I then promptly went for an ultrasound scan of my gallbladder and abdomen to look for gallstones. This was a disaster the radiologist’s face looked bleaker and bleaker throughout the scan, I directly questioned her about why she looked that way but kept repeating that I needed a CT – she was right. I had the CT pretty instantly as you can count on radiologists to get scans faster than anyone else.

I was then met on the ward at around 1715 by the clerking doctor and a specialist skin care nurse. This was frightening because I knew my worst nightmare had happened, I had a thick melanoma on my scalp almost 12 years ago, and only if this had spread would she be stood there. The worst was told to me I have tumours in my spleen, liver and lung. The specialist skin care nurse was fantastic, the CT2 was great explaining as much as he could to my friends and family.

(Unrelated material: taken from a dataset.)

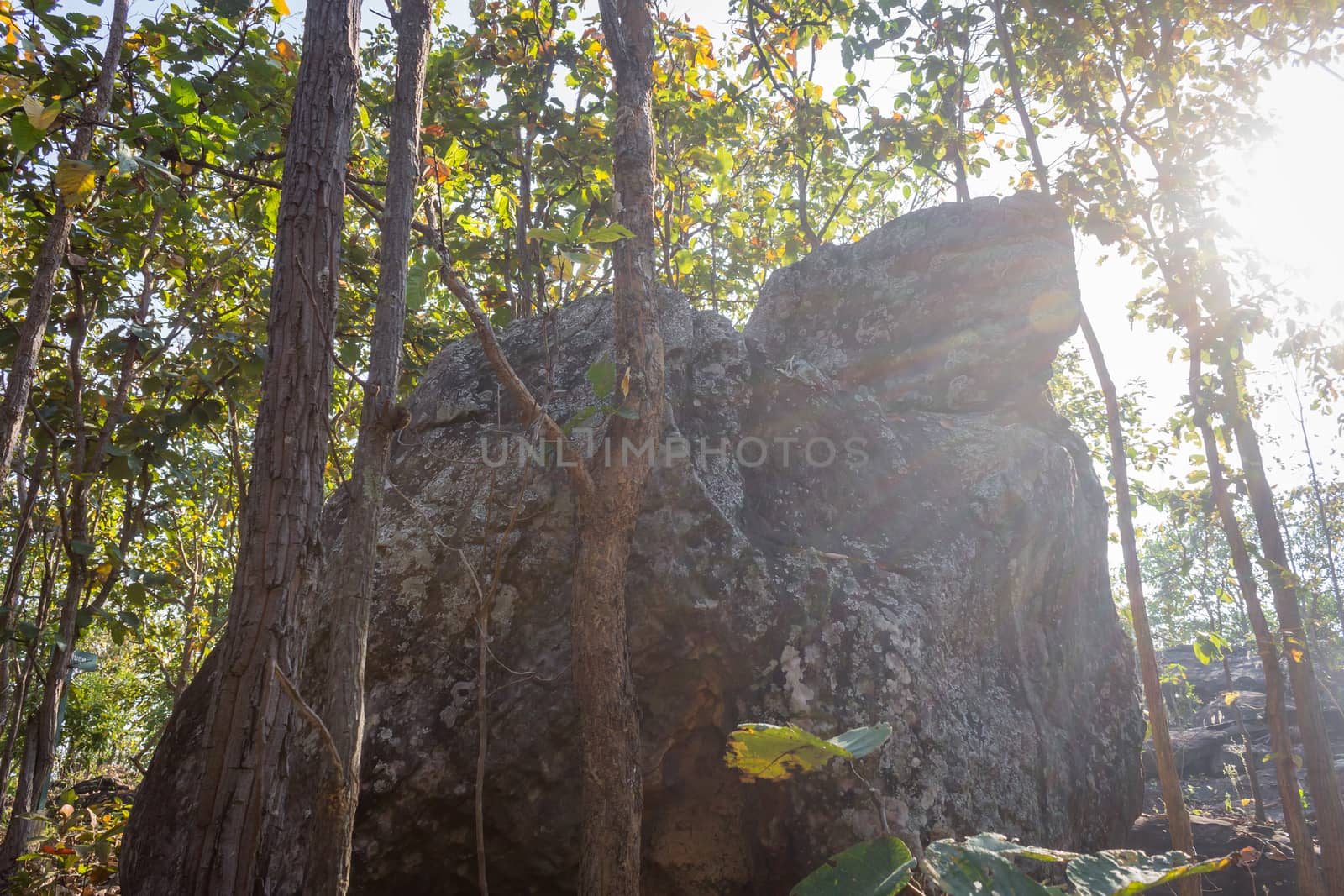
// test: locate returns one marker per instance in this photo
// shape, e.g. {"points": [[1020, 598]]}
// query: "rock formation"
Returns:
{"points": [[864, 511]]}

Then the flocking of guests began. My family and friends came together and things were never to be the same again.

I’m getting dabrafenib which is a selective inhibitor of melanoma, it’s slight guesswork until I get the full biopsy result but it’s reasonably likely the tumour has the right receptor (BRAF +ve) so the melanoma may regress and definitely suppress with this treatment.
So prognosis wise they/I think I’ve got about 4 months if they do nothing. If I’m BRAF positive this should add around 18 months, but this crucially gives me time to take another treatment called ipilimumab an immunotherapy which for around 20% of patients see very dramatic reduction in disease however it takes around 4-6 months to start working hence the other treatment first. So it’s not great but there’s a decent chunk of hope. Furthermore the longer I tick over the more drug trials could come up new drug for melanoma are being tested all the time
I’m going to live forever or die trying.